For stateful applications, test storage performance:

apiVersion: v1
kind: Pod
metadata:
  name: storage-benchmark
spec:
  containers:
  - name: fio
    image: ljishen/fio
    command: ["fio", "--name=randwrite", "--ioengine=libaio", "--iodepth=16",
              "--rw=randwrite", "--bs=4k", "--size=1G", "--numjobs=4",
              "--time_based", "--runtime=60", "--filename=/data/test"]
    volumeMounts:
    - name: test-volume
      mountPath: /data
  volumes:
  - name: test-volume
    persistentVolumeClaim:
      claimName: test-pvc

Compare different storage classes:

Storage ClassIOPSLatencyUse Case
gp2 (AWS)3000 burst1-10msGeneral purpose
io1 (AWS)Provisioned<1msDatabases
standard (GKE)VariableVariableDevelopment
ssd (GKE)HigherLowerProduction

Monitoring During Tests

Deploy Prometheus and Grafana for real-time visibility:

helm install prometheus prometheus-community/kube-prometheus-stack

Key dashboards:

  • Container resource usage (CPU, memory per pod)
  • Network I/O per pod
  • Request latency percentiles
  • Error rates by service

Example PromQL queries for load testing:

# Request rate
sum(rate(http_requests_total{namespace="production"}[1m])) by (service)

# P99 latency
histogram_quantile(0.99, sum(rate(http_request_duration_seconds_bucket[1m])) by (le, service))

# Error rate
sum(rate(http_requests_total{status=~"5.."}[1m])) / sum(rate(http_requests_total[1m]))

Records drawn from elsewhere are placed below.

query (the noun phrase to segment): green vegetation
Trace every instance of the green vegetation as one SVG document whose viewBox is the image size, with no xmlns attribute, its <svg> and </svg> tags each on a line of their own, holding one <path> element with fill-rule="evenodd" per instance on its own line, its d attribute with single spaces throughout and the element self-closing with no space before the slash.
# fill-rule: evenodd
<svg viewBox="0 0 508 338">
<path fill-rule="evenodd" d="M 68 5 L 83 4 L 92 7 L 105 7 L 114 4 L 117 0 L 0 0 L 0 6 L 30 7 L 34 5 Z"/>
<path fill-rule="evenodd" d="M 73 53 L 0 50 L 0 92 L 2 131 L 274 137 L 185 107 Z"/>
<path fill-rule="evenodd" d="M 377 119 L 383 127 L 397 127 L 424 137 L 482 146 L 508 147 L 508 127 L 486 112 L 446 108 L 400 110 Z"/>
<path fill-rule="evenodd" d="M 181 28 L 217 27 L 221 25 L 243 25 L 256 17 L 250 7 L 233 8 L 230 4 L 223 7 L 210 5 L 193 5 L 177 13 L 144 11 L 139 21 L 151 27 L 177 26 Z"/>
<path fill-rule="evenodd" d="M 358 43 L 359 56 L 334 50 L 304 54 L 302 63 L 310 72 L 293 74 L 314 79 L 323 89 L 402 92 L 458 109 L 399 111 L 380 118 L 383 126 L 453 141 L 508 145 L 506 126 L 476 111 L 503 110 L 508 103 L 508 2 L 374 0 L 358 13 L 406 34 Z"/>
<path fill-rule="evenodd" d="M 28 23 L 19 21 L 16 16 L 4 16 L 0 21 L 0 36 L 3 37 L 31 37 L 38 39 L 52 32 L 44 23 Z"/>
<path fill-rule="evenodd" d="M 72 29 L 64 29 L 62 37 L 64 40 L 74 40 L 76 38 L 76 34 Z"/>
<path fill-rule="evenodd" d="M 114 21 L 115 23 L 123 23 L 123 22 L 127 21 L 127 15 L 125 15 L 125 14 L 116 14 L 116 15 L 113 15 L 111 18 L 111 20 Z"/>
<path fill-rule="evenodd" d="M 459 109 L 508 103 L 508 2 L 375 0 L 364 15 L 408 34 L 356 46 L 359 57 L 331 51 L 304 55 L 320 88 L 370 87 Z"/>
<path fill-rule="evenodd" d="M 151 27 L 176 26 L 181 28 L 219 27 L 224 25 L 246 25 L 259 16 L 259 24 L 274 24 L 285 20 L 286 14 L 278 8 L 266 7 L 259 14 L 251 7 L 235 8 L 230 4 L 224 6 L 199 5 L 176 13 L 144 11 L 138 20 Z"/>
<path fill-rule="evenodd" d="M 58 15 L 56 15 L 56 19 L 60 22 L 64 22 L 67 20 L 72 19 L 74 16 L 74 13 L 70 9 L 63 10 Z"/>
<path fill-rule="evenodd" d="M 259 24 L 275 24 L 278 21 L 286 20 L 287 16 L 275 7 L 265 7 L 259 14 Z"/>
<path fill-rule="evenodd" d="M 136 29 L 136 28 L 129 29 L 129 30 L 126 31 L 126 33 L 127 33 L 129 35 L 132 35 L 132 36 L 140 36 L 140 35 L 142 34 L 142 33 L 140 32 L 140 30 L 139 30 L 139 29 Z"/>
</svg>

Cluster Autoscaler Interaction

If using cluster autoscaler, test node scaling:

  1. Deploy pods that exceed current node capacity
  2. Measure time for new nodes to join
  3. Verify pods schedule correctly on new nodes
# Watch node scaling
kubectl get nodes -w

# Check pending pods
kubectl get pods --field-selector=status.phase=Pending

Node scaling typically takes 2-10 minutes depending on cloud provider and instance type.

Recommendations

  1. Always test within the cluster to measure realistic internal latencies
  2. Test scaling boundaries before they’re hit in production
  3. Monitor resource metrics alongside application metrics
  4. Test failure scenarios - what happens when pods crash under load?
  5. Document baseline performance for each resource configuration

Kubernetes adds operational complexity but also provides powerful scaling capabilities. Performance testing validates that your configuration actually delivers the resilience and scalability you expect.